10. An echo cancellation method for a voice interaction device simultaneously outputting a remote signal while receiving a local signal, wherein the local signal comprises an echo generated from the remote signal, the echo cancellation method comprising:

filtering the remote signal by frequency to generate a plurality of remote sub-band signals each corresponding to a sub-band;

filtering the local signal by frequency to generate the same plurality of local sub-band signals each corresponding to a sub-band;

detecting voice activities of a remote sub-band signal and a local sub-band signals corresponding to a sub-band;

learning the remote sub-band signal by NLMS algorithm to generate a coefficient set;

filter the local sub-band signals by the coefficient set to generate a filter output; wherein the coefficient set is updated according to the voice activity detection result; and

mixing the filter outputs from all sub-bands to generate an echo cancellation result.

11. The echo cancellation method as claimed in claim 10, further comprising:

detecting double talk base on the remote signal and the local signal to generate a double talk flag;

generating an activation flag based on the double talk flag, the voice activities of remote and local signals; and

if the activation flag is a first value, the filters stop updating the coefficient set.
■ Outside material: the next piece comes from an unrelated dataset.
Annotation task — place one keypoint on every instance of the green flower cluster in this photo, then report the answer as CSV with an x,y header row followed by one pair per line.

12. The echo cancellation method as claimed in claim 11, wherein detection of the voice activity comprises:

detecting voice activity of a remote sub-band signal to generate a remote activity flag;

detecting voice activity of a local sub-band signal to generate a local activity flag;

generating the activation flag from the remote activity flag, the local activity flag and the double talk flag; wherein:

if the double talk flag indicates double talk positive, the activation flag is set to the first value;

if the double talk flag indicates no double talk, and the remote and local activity flags indicate that both remote and local sub-band signals are active, the activation flag is set to the first value; and

otherwise the activation flag is set to a second value that disables the coefficient update.

13. The echo cancellation method as claimed in claim 12, wherein detection of the voice activities further comprises:

estimating a remote background noise level; and

if energy level of a remote sub-band signal exceeds a first ratio of the remote background noise level, confirming voice activity of the remote sub-band.

14. The echo cancellation method as claimed in claim 13, wherein:

the remote background noise level is updated by a running average algorithm as: Eb(n)=ε·ERi(n)+(1−ε)·Eb(n−1)

where Eb(n) is the current remote background noise level, Eb(n−1) is previous remote background noise level, ε is a weighting factor, and ERi(n) is the current energy of an ith remote sub-band signal;

the estimation of remote background noise level comprises: increasing the weighting factor when double talk flag indicates no double talk; and reducing the weighting factor when double talk flag indicates double talk positive.

15. The echo cancellation method as claimed in claim 12, wherein detection of voice activity further comprises:

estimating a local background noise level; and

if energy level of a local sub-band signal exceeds a second ratio of the local background noise level, confirming voice activity of the local sub-band signal.

16. The echo cancellation method as claimed in claim 15, wherein:

the local background noise level is updated by a running average algorithm as: Eb(n)=ε·ELi(n)+(1−ε)·Eb(n−1)

where Eb(n) is the current local background noise level, Eb(n−1) is previous local background noise level, ε is a weighting factor, and ELi(n) is the current energy of an ith local sub-band signal;

the estimation of local background noise level comprises: increasing the weighting factor when the double talk flag indicates no double talk; and reducing the weighting factor when the double talk flag indicates double talk positive.

17. The echo cancellation method as claimed in claim 11, further comprising adding comfort noise to the filter outputs before mixing.

18. The echo cancellation method as claimed in claim 11, further comprising:

determining whether to amplify the remote signal to generate an audible output based on voice activity of the remote signal; and

if remote signal is deemed inactive, stopping the remote signal from being converted to the audible output.